One artist strongly influenced by Mr. Metzger’s notion that art should be confrontational and emotionally difficult was Damien Hirst. Among other works, the British artist has shocked viewers by sealing dead sheep in large tanks of formaldehyde.
Mr. Metzger was an admirer of Hirst’s work.
“Very interesting, those little sheep,” he said.
Gustav Metzger was born April 10, 1926, in Nuremberg, Germany. In 1939, he and a brother were sent to Britain as part of a program to rescue Jewish children in Nazi-controlled countries.
He studied art in England and Belgium and worked as a furniture maker, carpenter and junk dealer before embarking on a career as an artist. His early abstract paintings were seldom shown in public until he was in his 80s.
In 1960, Mr. Metzger helped organize the Committee of 100, a British antinuclear group. He was arrested, along with philosopher Bertrand Russell, for leading a sit-in of thousands of people outside Britain’s Defense Ministry.
An avowed Marxist, Mr. Metzger often spoke out against the commercial art world and, as a form of protest, refused to make, sell or exhibit any art between 1977 and 1980.
“The need to create is inherent in human beings,” he said. “We need not fear that art will fade away if the current commercial system was phased out.”
He spent much of the 1980s living on the European continent, studying the works of 17th-century Dutch painter Jan Vermeer and largely disappearing from public view. Little is known of his personal life, but he appears to have had no immediate survivors.
After returning to England in the 1990s, he had a more visible presence in the art world and had a wide-ranging series of exhibitions in recent years. Viewers rediscovered his liquid-crystal lighting experiments of the 1960s. He attached electrodes to his skull, using biofeedback to direct a drill sculpting a stone. He created installations with stacks of newspapers, then invited museum-goers to clip articles and pin them to a bulletin board.

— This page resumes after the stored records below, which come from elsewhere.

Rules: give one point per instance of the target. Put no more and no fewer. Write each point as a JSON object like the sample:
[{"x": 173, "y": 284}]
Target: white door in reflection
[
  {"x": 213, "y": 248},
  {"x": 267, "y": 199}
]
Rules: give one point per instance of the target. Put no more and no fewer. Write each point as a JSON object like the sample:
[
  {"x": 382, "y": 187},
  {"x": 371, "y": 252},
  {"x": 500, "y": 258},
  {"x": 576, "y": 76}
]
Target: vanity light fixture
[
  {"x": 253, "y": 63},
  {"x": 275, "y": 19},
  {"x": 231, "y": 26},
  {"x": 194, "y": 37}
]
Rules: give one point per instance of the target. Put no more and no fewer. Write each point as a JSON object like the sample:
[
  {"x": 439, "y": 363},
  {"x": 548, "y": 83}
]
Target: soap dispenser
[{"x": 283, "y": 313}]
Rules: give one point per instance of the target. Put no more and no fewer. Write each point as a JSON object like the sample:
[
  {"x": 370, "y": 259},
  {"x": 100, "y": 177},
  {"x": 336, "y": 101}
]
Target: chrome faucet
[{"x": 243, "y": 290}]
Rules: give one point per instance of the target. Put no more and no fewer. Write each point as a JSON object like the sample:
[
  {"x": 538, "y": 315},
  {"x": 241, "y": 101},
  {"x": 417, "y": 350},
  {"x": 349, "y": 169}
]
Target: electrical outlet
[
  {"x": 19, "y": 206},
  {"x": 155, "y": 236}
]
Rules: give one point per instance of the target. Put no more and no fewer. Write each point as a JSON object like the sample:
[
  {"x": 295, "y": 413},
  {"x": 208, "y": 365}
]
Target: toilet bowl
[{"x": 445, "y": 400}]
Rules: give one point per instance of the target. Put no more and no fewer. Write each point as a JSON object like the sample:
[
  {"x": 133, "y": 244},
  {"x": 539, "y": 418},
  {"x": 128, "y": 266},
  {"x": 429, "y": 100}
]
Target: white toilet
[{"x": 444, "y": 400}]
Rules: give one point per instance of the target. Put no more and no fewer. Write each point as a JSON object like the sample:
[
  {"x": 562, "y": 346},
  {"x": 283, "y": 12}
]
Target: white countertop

Later exhibitions included archival photographs of the Holocaust and other horrors, displayed in ways that forced viewers to crawl on the floor or that confined them in small spaces.
“The world and its fears and its dangers,” Mr. Metzger told the New York Times in 2013, “it is every day within me, at the core of my being.”
Many young artists considered Mr. Metzger a visionary, but not everyone was impressed with his work. In 2004, one of his art installations at a Tate museum in London consisted, in part, of a bag of garbage.
One evening, a janitor tossed it out with the trash.